Re: Coverity Open Source Defect Scan of Emacs

[Alan Mackenzie]

Good morning, Ben!

Just to make things quite clear from the start, I'm a contributor to
Emacs, but have no other responsibilities on the project.  So what I'm
writing here is a purely personal point of view; I don't speak for the
project.

On Wed, 5 Apr 2006, Ben Chelf wrote:

>Hello Emacs Developers,

>   As some of you may have heard, last month Coverity set up 
>http://scan.coverity.com as a site dedicated to scanning open source 
>projects for defects.

May I suggest you write here "_free_ and open source projects"?  These
two terms describe two distinct philosophical stances, although they have
much in common.  Amongst the people to whom the differences matter is
Richard Stallman, the maintainer of Emacs.  ;-)
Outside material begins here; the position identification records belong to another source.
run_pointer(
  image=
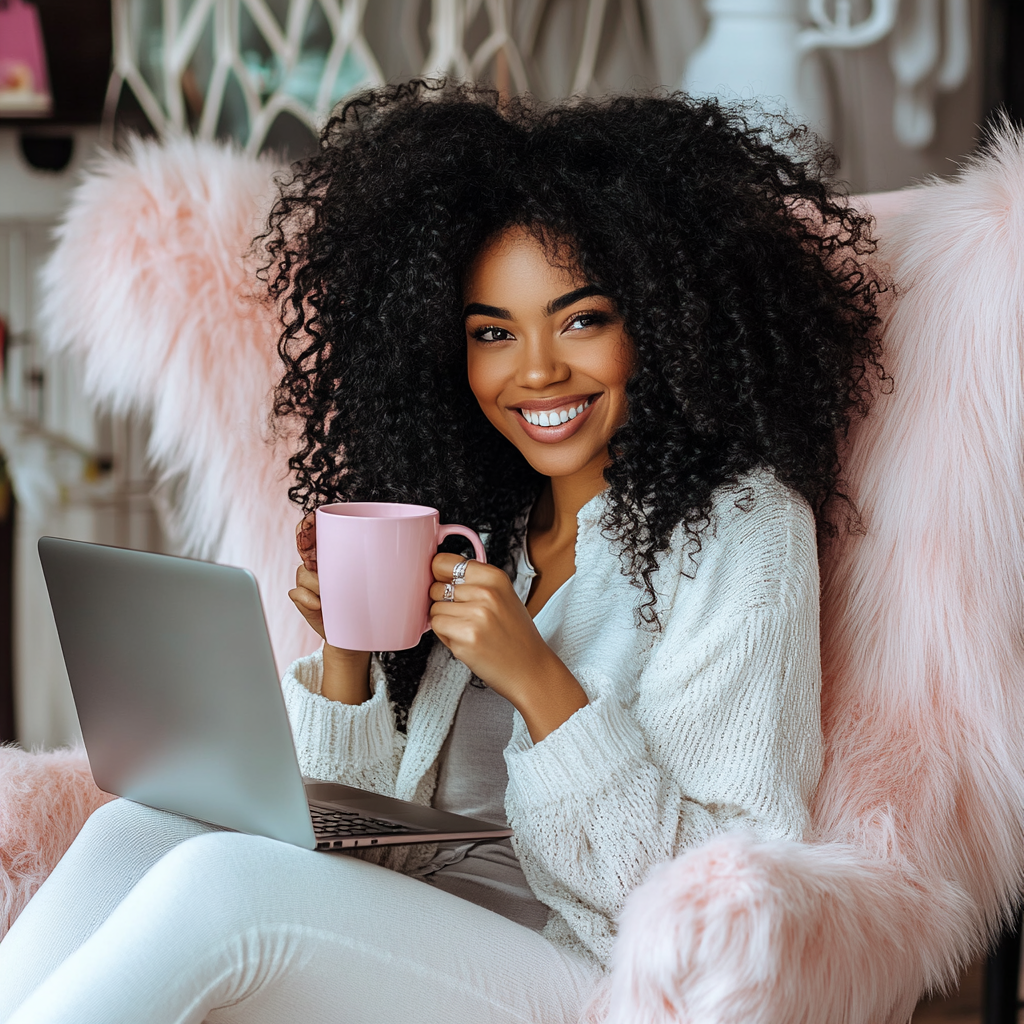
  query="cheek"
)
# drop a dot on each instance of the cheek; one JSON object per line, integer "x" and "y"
{"x": 485, "y": 382}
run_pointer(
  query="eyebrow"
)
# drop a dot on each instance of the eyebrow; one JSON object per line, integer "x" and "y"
{"x": 479, "y": 309}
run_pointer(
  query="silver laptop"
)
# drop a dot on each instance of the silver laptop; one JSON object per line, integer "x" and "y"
{"x": 180, "y": 708}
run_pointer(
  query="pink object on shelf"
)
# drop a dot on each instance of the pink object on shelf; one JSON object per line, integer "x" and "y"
{"x": 25, "y": 87}
{"x": 373, "y": 559}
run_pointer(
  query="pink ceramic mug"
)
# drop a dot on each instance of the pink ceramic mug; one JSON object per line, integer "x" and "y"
{"x": 373, "y": 559}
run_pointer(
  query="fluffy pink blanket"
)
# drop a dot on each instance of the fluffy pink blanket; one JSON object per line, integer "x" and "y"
{"x": 919, "y": 836}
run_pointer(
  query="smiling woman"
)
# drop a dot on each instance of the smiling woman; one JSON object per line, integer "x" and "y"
{"x": 622, "y": 340}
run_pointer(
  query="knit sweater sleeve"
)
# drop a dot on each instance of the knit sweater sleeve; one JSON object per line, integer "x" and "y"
{"x": 721, "y": 729}
{"x": 356, "y": 744}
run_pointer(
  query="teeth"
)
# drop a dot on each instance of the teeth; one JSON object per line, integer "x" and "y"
{"x": 554, "y": 419}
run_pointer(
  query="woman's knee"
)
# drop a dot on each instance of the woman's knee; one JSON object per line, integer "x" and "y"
{"x": 139, "y": 823}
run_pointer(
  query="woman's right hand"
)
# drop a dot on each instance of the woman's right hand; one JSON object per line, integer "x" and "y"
{"x": 346, "y": 673}
{"x": 305, "y": 596}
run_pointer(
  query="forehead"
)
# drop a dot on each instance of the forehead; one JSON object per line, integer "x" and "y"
{"x": 516, "y": 262}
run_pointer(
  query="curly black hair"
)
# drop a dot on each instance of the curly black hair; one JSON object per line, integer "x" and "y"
{"x": 737, "y": 265}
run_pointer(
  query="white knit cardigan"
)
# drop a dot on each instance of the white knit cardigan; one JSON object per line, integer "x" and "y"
{"x": 711, "y": 724}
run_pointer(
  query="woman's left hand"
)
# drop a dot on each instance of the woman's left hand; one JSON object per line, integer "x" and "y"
{"x": 488, "y": 629}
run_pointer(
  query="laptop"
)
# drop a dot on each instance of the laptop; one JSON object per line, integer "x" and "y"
{"x": 180, "y": 706}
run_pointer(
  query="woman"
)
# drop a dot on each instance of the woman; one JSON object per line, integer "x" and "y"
{"x": 621, "y": 340}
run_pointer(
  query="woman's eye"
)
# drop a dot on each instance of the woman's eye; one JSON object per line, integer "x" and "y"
{"x": 492, "y": 334}
{"x": 582, "y": 321}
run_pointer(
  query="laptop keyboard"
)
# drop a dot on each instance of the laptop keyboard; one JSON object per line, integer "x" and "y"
{"x": 331, "y": 823}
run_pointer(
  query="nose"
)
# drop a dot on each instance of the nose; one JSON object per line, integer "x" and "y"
{"x": 541, "y": 365}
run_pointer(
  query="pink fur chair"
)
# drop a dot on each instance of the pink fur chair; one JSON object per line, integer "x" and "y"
{"x": 920, "y": 815}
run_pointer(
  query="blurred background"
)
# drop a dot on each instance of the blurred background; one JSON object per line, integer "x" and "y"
{"x": 902, "y": 89}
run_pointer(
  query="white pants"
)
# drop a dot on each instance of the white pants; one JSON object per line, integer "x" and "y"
{"x": 152, "y": 918}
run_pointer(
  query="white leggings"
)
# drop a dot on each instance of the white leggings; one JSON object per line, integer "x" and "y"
{"x": 152, "y": 918}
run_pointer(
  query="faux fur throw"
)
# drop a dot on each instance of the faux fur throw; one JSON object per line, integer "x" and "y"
{"x": 919, "y": 815}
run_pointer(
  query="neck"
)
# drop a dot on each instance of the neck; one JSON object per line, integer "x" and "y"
{"x": 560, "y": 501}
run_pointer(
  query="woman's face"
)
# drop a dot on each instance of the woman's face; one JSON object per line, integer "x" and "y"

On a similar note, using "charset=windows-1252" rather than UTF (or even
plain old ASCII) might drop you the odd percentage point in approval
ratings.

>In just 1 month, over 4500 defects have been examined by various open
>source developers, and from what we can tell, it seems that there have
>been over 2500 patches to the scanned code bases! Due to popular
>request, I~Rm happy to announce that we~Rve added Emacs to the list of
>projects scanned on the site. For those of you not familiar with "scan"
>yet and by way of introduction ...

As a matter of interest, _who_ has been asking?  Are they, in general,
individual programmers, or project managers who perhaps have reservations
about Emacs, or possibly other people.

>   I'm the CTO of Coverity, Inc., a company that has technology that 
>performs static source code analysis to look for defects in code. You 
>may have heard of us or of our technology from its days at Stanford (the 
>"Stanford Checker"). The reason I'm writing is because we have set up a 
>framework internally to continually scan open source projects and 
>provide the results of our analysis back to the developers of those 
>projects. To see the results of the project, check out:

>http://scan.coverity.com

I've just had a look at it.  The page seems aimed more at managers than
hackers.  Have you got a page which goes into more technical detail?  For
example, what sort of bugs does your product find, what sort does it
_not_ find, what resources does it need (OS, amount of disk space,
recommended minimum processing power...), what source languages does it
scan?  The last is particularly important to Emacs since, as you will
surely know, the bulk of Emacs is written in Lisp, with only a
(relatively) small core in C.  A product which doesn't analyse Lisp would
be of limited benefit to Emacs.  And, critically important, is your
product free software?

You are also asking for people's telephone numbers to register, something
unusual indeed, but don't give any assurance that they won't be passed on
to evil people or used inappropriately.  Nobody likes being rung up
during American working hours if it happens to be 3 o'clock in the
morning and they're fast asleep.

>   My belief is that we (Coverity) must reach out to the developers of 
>these packages (you) in order to make progress in actually fixing the
>defects that we happen to find, so this is my first step in that
>mission. Of course, I think Coverity technology is great, but I want to
>hear what you think and that's why I worked with folks at Coverity to
>put this infrastructure in place. The process is simple -- it checks out
>your code each night from your repository and scans it so you can always
>see the latest results.

>   Right now, we're guarding access to the actual defects that we report 
>for a couple of reasons: (1) We think that you, as developers of Emacs, 
>should have the chance to look at the defects we find to patch them 
>before random other folks get to see what we found ....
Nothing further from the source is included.